The cemetery setting and dialogue was in part a satirical response to Panyutin. In 1870, Panyutin published a feuilleton in "The Voice" dedicated to the festivities at the Smolensk cemetery. The main character of the feuilleton also observes the behavior of the crowd in the cemetery, analyzes the "drunken" conversations of the still living people, and then, tired, decides to rest on one of the graves, having previously asked permission from the deceased. The dead man, allowing the weary observer to take a nap on his grave, enters into conversation with him, inquiring about the latest news from the living world.

==Subtitle and sequel==
"Bobok" was the 6th article to appear in Dostoevsky's Diary, in 1873 – the first year of its publication. Probably prompted by Panyutin's comparison of the Diary of a Writer to Gogol's Diary (Запискам, zapiskam) of a Madman, Dostoevsky gave "Bobok" the subtitle "Notes (Записки, zapiski) of a Certain Person". At the top of the article he wrote:
On this occasion I shall include "The Notes of a Certain Person." That person is not I, but someone else entirely. I think no further foreword is needed.
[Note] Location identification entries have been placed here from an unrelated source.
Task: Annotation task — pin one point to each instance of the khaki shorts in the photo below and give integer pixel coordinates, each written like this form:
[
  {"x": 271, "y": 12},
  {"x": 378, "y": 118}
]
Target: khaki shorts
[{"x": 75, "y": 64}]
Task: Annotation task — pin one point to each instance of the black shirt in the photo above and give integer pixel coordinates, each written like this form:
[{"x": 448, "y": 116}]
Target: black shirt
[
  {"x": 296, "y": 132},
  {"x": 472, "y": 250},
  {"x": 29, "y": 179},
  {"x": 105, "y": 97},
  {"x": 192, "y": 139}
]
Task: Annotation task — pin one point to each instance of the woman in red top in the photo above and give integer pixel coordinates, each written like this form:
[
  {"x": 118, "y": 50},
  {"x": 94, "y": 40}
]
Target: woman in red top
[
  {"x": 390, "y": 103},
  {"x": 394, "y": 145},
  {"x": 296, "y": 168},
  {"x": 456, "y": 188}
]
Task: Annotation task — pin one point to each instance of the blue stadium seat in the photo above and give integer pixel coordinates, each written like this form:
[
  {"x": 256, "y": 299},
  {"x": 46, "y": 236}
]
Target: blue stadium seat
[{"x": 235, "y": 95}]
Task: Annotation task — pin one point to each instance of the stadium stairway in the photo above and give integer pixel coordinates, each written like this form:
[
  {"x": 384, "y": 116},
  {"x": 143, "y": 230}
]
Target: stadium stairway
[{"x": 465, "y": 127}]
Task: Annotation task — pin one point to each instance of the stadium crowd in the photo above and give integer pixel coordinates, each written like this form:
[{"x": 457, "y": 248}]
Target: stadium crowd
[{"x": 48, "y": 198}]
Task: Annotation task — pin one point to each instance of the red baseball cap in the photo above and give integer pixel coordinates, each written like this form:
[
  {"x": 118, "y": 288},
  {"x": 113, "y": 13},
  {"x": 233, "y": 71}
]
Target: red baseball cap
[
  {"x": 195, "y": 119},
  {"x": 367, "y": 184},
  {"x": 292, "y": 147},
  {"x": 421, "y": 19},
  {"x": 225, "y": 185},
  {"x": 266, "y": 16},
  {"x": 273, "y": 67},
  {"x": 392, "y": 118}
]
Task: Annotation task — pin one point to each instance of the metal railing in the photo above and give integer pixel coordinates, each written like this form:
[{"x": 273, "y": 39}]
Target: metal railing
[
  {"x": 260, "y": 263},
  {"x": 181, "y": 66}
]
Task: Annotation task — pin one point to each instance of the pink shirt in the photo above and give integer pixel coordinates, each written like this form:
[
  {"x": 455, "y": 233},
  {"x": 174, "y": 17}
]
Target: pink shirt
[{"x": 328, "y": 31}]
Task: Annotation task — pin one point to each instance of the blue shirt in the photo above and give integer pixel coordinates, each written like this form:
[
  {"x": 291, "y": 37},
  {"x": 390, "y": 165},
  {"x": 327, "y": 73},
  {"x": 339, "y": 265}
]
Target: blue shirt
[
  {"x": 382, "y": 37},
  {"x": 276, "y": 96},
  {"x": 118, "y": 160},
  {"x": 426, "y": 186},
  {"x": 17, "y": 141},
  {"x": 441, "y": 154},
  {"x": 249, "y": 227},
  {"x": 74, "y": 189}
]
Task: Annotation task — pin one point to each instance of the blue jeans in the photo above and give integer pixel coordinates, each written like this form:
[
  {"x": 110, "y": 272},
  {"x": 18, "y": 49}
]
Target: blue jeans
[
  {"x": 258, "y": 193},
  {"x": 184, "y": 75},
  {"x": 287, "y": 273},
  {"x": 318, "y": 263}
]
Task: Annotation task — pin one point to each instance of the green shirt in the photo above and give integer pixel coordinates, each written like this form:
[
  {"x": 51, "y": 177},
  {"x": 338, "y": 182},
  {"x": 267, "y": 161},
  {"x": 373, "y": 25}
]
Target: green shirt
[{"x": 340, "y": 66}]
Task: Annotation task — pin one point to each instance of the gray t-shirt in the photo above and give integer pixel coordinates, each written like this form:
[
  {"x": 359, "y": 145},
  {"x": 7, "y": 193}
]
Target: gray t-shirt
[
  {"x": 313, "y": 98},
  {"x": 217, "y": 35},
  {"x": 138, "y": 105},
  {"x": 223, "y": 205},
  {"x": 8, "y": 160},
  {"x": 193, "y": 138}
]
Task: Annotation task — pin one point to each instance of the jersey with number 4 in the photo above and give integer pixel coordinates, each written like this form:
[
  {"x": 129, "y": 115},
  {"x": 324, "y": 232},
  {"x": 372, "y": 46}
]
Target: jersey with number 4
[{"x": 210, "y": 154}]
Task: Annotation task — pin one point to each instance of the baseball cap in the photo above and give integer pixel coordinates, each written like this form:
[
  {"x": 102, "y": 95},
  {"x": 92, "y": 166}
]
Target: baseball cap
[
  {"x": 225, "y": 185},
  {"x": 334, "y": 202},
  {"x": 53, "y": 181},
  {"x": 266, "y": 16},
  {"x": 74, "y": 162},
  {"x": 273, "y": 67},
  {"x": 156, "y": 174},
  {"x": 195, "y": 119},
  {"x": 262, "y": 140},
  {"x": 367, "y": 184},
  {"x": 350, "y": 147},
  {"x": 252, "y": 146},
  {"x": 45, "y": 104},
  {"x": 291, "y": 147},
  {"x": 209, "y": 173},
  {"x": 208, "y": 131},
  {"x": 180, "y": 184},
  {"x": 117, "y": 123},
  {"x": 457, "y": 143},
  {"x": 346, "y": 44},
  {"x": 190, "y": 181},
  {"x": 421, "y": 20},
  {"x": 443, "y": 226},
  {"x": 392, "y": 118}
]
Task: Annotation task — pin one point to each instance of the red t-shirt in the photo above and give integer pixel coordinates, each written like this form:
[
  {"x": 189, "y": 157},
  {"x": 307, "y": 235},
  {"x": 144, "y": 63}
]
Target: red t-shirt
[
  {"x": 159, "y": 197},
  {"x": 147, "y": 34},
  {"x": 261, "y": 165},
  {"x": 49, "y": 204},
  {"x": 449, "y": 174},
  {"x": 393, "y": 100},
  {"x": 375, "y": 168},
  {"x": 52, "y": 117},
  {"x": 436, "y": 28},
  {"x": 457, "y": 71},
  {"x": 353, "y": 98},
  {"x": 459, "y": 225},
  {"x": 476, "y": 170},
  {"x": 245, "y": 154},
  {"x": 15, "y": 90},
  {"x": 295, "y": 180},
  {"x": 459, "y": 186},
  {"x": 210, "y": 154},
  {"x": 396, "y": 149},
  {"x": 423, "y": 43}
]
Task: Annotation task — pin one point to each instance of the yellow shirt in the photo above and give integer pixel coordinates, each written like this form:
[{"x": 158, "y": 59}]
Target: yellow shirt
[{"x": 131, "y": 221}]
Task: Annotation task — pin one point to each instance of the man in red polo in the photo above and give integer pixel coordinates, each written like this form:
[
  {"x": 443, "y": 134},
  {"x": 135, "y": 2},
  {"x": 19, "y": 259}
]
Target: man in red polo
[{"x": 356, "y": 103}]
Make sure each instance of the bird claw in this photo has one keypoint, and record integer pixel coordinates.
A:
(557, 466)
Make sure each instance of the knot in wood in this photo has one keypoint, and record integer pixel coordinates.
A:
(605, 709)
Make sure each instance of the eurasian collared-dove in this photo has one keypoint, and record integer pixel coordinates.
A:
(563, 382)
 The 8th article of 1873 is entitled "A Half-Letter from 'A Certain Person' ", which the author of the diary describes as being by "that same 'person', the very one who has already once distinguished himself in The Citizen on the subject of graves." The author of the diary discusses, in an exasperated tone, this "person", who has written him a long and convoluted letter in which he attacks and admonishes all sorts of people, particularly those in publishing, including the letter's addressee. The diary's author agrees to publish the letter, partly in an effort to finally appease and get rid of the "person". He refuses to publish the first half of the letter due to its excessive vitriol, so it begins halfway through, in the middle of a sentence.